Last year India, the world’s second most populated nation after China, implemented subsidies for their sugarcane farmers causing a dire sugar glut.
Australia’s sugar industry is worth $2 billion a year with 4000 cane farms, 24 sugar mills, and supports 40,000 direct and indirect jobs. It’s also the world’s third largest sugar exporter after Brazil and Thailand, selling 3.7 million tonnes overseas annually.
The Indian subsidies have led to a significant downturn in the world’s sugar prices hitting a decade low of 9.83 US cents a pound in September 2018. The price last week wat US12.38c/lb.

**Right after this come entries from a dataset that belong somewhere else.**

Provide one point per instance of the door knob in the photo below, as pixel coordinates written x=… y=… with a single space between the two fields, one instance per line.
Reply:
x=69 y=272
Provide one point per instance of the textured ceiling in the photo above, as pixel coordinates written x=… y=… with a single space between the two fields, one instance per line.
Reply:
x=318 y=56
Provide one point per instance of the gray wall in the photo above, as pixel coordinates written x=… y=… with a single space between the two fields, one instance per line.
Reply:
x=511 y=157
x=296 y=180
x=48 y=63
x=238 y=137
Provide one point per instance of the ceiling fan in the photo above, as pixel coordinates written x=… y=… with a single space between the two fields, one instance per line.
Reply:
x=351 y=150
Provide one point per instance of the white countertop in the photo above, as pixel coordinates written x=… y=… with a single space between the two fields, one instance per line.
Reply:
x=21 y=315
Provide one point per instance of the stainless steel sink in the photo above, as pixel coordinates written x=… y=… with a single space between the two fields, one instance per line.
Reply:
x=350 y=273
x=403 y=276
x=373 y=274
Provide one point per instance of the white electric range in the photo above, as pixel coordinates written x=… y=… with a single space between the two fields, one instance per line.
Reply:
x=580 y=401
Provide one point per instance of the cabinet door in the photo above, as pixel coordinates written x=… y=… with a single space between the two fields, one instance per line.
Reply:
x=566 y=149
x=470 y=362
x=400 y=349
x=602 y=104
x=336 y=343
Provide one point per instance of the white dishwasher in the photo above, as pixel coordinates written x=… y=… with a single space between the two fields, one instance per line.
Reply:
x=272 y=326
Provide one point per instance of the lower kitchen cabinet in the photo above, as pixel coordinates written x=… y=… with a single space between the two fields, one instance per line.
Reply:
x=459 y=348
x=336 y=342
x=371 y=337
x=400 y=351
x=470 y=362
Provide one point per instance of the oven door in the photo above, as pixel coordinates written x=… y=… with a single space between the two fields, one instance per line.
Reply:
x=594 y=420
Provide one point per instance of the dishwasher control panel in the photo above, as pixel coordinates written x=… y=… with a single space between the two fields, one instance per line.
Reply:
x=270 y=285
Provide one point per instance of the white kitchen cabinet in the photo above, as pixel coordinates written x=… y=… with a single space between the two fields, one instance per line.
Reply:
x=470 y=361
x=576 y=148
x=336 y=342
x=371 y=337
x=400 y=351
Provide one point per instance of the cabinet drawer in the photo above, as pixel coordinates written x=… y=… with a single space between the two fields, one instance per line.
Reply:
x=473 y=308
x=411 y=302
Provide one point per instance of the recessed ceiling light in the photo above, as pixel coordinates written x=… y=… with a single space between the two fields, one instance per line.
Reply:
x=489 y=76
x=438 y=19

In February 2019 Australia launched formal consultations with India in an attempt to stop the subsidies. India refused to budge.
Australia, Brazil and Guatemala have now joined forces to ask the World Trade Organisation (WTO) to set up a dispute resolution panel to investigate whether India has breached its global trade obligations.
“India has not taken concrete action to respond to Australia’s long-held concerns and continues to provide subsidies in breach of WTO commitments,” Trade Minister Simon Birmingham said.
“The longer these unfair subsidies continue, the greater the impact will be on our hardworking Australian cane growers and millers and regional jobs they create.”
Off the back of these subsidies India has ramped up its sugarcane production. In 2017-18 they produced 32.2 million tonnes of sugar and 30 million in 2018-19, compared to 20.3 million tonnes in 2016-17.
The Australian sugar industry is supportive of the Australian Government’s strong actions to protect Aussie cane growers.
“If it played by the WTO rules it committed to, India could make two important changes. It would drop its use of export subsidies and link sugarcane prices to sugar prices,” CEO of the Australian Sugar Milling Council David Pietsch.
“WTO rules are of little use if they are not enforced. We applaud Australia, Brazil and Guatemala for taking this action, standing up for our efficient sugarcane industries.”
According to National Farmers’ Federation’s President Fiona Simson, sound trade agreements are essential for Australian agriculture to reach a farm gate output of $100 billion by 2030.
“The Government has finally sent a clear message in support of our $100 billion vision and have said enough is enough, we won’t stand by and continue to see markets distorted,” she said.
“The WTO rules allow market price supports of up to 10 per cent of the total value of production, but the Indian payments in recent years have been almost as high as 100 per cent.”
Despite these disagreements Mr Birmingham has emphasised that Australia’s relationship with India remains strong.
“Australia’s relationship with India is strong and it shows how valuable the trading system is that even close partners with good relations can utilise WTO processes to address trade disputes,” he said.